A contrastare ciò concorre primariamente un fattore: il lavaggio delle mani. Al contrario, una igiene non corretta e frequente delle mani fa sì che queste “distribuiscano” l’eventuale patogeno sulle varie superfici che ci circondano (telefoni, maniglie, tavoli, tastiere del computer, asciugamani, testiere dei letti eccetera) o altri oggetti e da qui possono essere trasmessi al naso, alla bocca o agli occhi del paziente.

 

I germi patogeni che si annidano sulla nostra pelle dunque possono essere responsabili di molte malattie, dalle più frequenti e meno gravi, come l’influenza e il raffreddore, a quelle più severe come le infezioni correlate all’assistenza (ICA). L’igiene delle mani è considerato un elemento fondamentale per prevenire tali infezioni.
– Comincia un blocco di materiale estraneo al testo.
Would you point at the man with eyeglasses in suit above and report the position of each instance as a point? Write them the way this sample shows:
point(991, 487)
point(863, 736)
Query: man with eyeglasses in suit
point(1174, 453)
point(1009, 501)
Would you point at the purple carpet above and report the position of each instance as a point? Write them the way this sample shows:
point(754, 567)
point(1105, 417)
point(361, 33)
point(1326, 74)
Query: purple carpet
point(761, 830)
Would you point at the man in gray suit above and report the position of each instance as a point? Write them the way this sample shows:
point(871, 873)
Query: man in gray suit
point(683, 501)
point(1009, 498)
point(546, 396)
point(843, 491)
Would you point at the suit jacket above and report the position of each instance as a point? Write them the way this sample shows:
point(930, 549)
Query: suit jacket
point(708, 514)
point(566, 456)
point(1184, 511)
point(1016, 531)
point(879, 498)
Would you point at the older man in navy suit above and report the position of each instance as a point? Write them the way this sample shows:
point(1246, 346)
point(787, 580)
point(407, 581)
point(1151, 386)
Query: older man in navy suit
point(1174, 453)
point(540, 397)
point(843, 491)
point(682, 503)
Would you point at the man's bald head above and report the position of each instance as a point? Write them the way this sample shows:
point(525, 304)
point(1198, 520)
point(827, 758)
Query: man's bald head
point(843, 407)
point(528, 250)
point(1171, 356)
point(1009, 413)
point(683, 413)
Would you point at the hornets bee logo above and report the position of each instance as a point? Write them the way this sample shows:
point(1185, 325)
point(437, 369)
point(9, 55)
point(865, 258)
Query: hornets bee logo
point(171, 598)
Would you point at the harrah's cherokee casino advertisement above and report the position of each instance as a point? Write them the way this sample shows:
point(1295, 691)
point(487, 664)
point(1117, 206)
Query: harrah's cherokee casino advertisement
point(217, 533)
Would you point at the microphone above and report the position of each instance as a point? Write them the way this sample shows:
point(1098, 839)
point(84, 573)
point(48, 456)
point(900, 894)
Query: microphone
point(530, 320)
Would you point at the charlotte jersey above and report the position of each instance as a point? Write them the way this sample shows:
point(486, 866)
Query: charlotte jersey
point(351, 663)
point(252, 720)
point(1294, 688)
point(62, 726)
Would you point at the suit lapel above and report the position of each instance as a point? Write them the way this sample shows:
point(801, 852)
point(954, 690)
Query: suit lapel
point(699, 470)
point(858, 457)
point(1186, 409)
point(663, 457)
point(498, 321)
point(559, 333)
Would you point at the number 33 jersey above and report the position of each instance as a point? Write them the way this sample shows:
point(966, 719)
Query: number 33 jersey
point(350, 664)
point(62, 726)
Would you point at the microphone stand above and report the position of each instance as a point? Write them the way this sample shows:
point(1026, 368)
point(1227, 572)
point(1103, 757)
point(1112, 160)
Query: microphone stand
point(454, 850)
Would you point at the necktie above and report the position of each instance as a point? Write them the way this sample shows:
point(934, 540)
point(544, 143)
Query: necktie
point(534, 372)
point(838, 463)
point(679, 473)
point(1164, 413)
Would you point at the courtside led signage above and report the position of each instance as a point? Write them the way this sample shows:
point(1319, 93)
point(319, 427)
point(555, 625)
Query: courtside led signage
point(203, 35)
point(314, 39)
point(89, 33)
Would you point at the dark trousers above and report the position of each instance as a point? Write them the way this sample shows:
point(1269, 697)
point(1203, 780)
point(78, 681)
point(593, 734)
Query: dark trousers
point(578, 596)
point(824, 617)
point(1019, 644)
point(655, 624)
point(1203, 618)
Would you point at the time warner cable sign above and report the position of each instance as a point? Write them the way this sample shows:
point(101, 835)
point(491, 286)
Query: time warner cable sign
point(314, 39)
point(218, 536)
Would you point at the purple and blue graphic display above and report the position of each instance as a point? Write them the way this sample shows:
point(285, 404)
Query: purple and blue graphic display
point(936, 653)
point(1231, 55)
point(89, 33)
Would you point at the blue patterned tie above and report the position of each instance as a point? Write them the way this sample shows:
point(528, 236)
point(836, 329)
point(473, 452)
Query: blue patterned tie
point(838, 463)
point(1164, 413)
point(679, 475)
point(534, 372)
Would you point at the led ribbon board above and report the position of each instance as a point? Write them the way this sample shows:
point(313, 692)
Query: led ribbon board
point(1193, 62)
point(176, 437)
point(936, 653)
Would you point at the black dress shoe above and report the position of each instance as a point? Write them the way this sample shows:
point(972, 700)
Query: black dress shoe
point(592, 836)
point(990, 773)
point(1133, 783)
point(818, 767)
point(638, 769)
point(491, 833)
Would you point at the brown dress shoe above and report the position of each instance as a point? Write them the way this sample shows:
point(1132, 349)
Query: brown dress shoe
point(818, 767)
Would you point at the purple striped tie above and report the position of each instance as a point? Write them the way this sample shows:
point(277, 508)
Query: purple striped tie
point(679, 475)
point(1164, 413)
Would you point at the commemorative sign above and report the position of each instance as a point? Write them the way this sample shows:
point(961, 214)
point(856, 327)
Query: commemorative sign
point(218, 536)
Una verità che ci ha lasciato in eredità il triste caso del dottor Ignàc Semmelweiss, chirurgo e ostetrico ungherese che lavorava all’inizio dell’Ottocento a Vienna. Giovane medico dotato di acuta intelligenza, il dottor Semmelweiss rimase colpito dalla differenza (circa il 10%) di mortalità delle donne dopo il parto presso una divisione di ostetricia rispetto ad un’altra dove operava. Il fatto era risaputo, tanto che alcune donne rifiutavano di partorire presso il reparto con la peggiore fama. Semmelweiss studiò a lungo la cosa non riuscendo inizialmente a trovare una causa che spiegasse quanto stava accadendo. Fino al giorno in cui la morte di un collega e amico, che si era tagliato con il bisturi durante una autopsia, fece scattare nella mente di Semmelweiss la soluzione dell’arcano: nella divisione con più alta mortalità operavano medici che erano dediti anche alle autopsie, mentre in quella in cui la mortalità era più bassa lavoravano ostetriche dedicate esclusivamente alle partorienti. Deciso a risolvere il problema, Semmelweiss pretese che tutti i medici si lavassero le mani dopo le autopsie. Questo comportò in breve tempo una sensibile diminuzione mortalità puerperale. Prima ancora della scoperta dei batteri, Semmelweiss ne aveva intuito l’esistenza e applicando un gesto tanto ovvio quanto dimenticato, aveva trovato una misura di controllo efficace e duratura.

La storia tuttavia non ebbe un lieto fine: Semmelweiss non solo fu ignorato, ma anche venne ostacolato, perse il lavoro e non fu nominato professore come avrebbe meritato. Concluse la sua vita privo della stima dei colleghi e consumato dalle depressione in manicomio dove morì per le percosse di altri malati. Ma la sua intuizione salva e protegge ancora oggi la nostra e l’altrui salute.